It gathers funds from sophisticated investors, whether domestic or international, with the aim of investing according to a specific investment policy, ultimately benefiting its investors.
These investment vehicles adhere to the SEBI (Alternative Investment Funds) Regulations, 2012.
As of December, 2023, 1,220 AIFs were registered with the SEBI
SEBI has classified AIFs into three main categories:
Category I: AIFs that invest in startups, early-stage ventures, social initiatives, SMEs, infrastructure, or sectors deemed socially and economically beneficial by authorities.
This includes venture capital, social venture funds, infrastructure funds, and any other specified Alternative Investment Funds.
Category II: AIFs which do not fall in Category I and III and which do not undertake leverage or borrowing other than to meet day-to-day operational requirements.

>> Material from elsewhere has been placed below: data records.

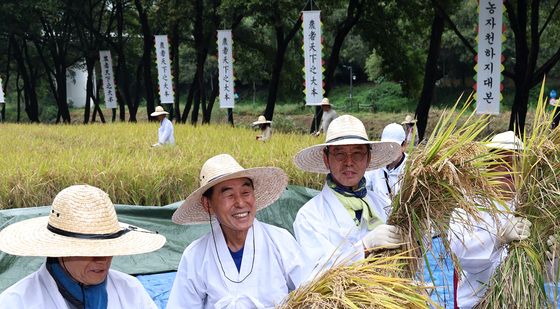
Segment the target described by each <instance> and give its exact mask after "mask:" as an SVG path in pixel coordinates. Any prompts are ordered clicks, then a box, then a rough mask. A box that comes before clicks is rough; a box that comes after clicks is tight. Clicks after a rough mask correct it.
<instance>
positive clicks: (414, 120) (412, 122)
mask: <svg viewBox="0 0 560 309" xmlns="http://www.w3.org/2000/svg"><path fill="white" fill-rule="evenodd" d="M416 121H417V120H416V119H414V118H412V116H410V115H406V117H404V121H403V122H401V124H409V123H416Z"/></svg>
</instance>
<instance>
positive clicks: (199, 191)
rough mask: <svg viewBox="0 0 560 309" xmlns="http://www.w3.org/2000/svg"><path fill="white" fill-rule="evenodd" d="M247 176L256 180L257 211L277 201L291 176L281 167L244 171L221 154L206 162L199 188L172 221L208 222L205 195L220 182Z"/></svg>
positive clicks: (198, 188)
mask: <svg viewBox="0 0 560 309" xmlns="http://www.w3.org/2000/svg"><path fill="white" fill-rule="evenodd" d="M245 177H246V178H249V179H251V180H252V181H253V187H254V189H255V204H256V207H257V210H261V209H263V208H265V207H266V206H268V205H270V204H272V203H273V202H274V201H276V200H277V199H278V198H279V197H280V195H282V193H283V192H284V190H285V189H286V186H287V185H288V176H287V175H286V173H284V171H283V170H282V169H280V168H277V167H255V168H247V169H245V168H243V167H242V166H241V165H239V163H237V161H236V160H235V159H234V158H233V157H232V156H230V155H228V154H220V155H217V156H214V157H212V158H210V159H208V160H207V161H206V162H205V163H204V165H203V166H202V169H201V170H200V177H199V181H200V187H199V188H198V189H196V190H195V191H194V192H193V193H191V194H190V195H189V196H188V197H187V198H186V199H185V201H184V202H183V204H182V205H181V206H180V207H179V208H178V209H177V210H176V211H175V213H173V217H172V220H173V222H175V223H177V224H198V223H208V219H209V217H208V212H207V211H206V209H204V206H202V194H204V192H206V191H207V190H208V189H210V188H211V187H213V186H214V185H216V184H218V183H221V182H224V181H226V180H230V179H236V178H245Z"/></svg>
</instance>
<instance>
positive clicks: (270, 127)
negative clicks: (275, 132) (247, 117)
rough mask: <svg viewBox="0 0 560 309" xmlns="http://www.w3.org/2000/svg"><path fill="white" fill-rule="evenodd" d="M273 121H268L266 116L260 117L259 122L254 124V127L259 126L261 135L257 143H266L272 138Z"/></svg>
mask: <svg viewBox="0 0 560 309" xmlns="http://www.w3.org/2000/svg"><path fill="white" fill-rule="evenodd" d="M271 124H272V121H270V120H266V118H265V117H264V116H259V118H258V119H257V121H255V122H253V126H259V129H260V130H261V134H260V135H257V137H256V138H257V141H262V142H266V141H268V140H269V139H270V138H271V137H272V128H271V127H270V126H271Z"/></svg>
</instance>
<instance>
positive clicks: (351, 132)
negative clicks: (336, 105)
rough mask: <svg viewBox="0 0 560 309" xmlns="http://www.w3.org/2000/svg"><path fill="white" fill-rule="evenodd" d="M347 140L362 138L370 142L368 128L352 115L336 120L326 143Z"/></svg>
mask: <svg viewBox="0 0 560 309" xmlns="http://www.w3.org/2000/svg"><path fill="white" fill-rule="evenodd" d="M347 138H354V139H355V138H360V139H364V140H366V141H369V139H368V136H367V132H366V128H365V127H364V124H363V123H362V121H360V119H358V118H356V117H354V116H351V115H342V116H340V117H337V118H335V119H334V120H333V121H332V122H331V124H330V125H329V128H328V129H327V134H326V137H325V143H329V142H332V141H334V140H341V139H347Z"/></svg>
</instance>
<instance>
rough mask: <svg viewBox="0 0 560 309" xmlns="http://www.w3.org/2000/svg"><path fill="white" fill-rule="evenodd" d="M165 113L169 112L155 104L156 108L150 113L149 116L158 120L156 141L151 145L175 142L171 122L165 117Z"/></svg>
mask: <svg viewBox="0 0 560 309" xmlns="http://www.w3.org/2000/svg"><path fill="white" fill-rule="evenodd" d="M167 115H169V113H168V112H166V111H165V110H164V109H163V107H161V106H157V107H156V110H155V111H154V112H153V113H151V114H150V116H152V117H156V119H157V120H158V121H159V129H158V142H157V143H155V144H153V145H152V147H159V146H163V145H174V144H175V136H174V131H173V123H172V122H171V121H170V120H169V119H167Z"/></svg>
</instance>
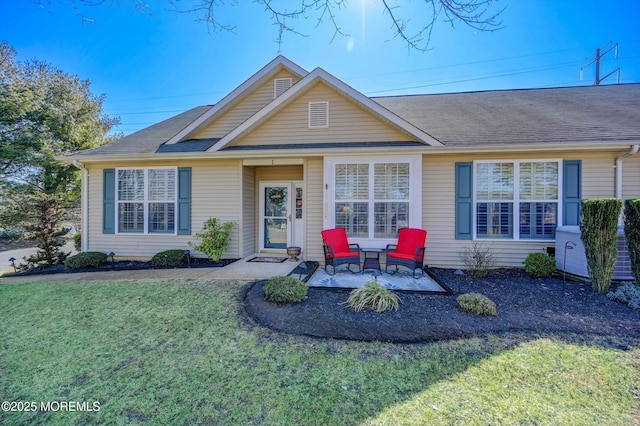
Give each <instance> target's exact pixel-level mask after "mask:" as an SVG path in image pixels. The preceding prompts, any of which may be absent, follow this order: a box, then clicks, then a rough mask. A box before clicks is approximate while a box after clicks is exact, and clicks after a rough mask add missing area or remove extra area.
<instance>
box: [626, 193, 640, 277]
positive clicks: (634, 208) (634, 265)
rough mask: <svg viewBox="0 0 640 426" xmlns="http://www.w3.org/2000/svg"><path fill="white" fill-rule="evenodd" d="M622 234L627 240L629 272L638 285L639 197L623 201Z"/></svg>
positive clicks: (638, 248)
mask: <svg viewBox="0 0 640 426" xmlns="http://www.w3.org/2000/svg"><path fill="white" fill-rule="evenodd" d="M624 236H625V239H626V240H627V249H628V250H629V259H630V260H631V272H632V273H633V277H634V278H635V279H636V284H638V285H640V199H638V200H625V202H624Z"/></svg>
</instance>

These include real estate funds, private equity funds (PE funds), distressed asset funds, and similar types.
Category III: AIFs which employ diverse or complex trading strategies and may employ leverage including through investment in listed or unlisted derivatives.
Various types of funds such as hedge funds, PIPE (private investment in public equity) Funds, etc. are registered as Category III AIFs
Legal forms
An AIF can be established in the form of a trust or a company or a limited liability partnership or a body corporate.
Most of the AIFs registered with SEBI are in trust form.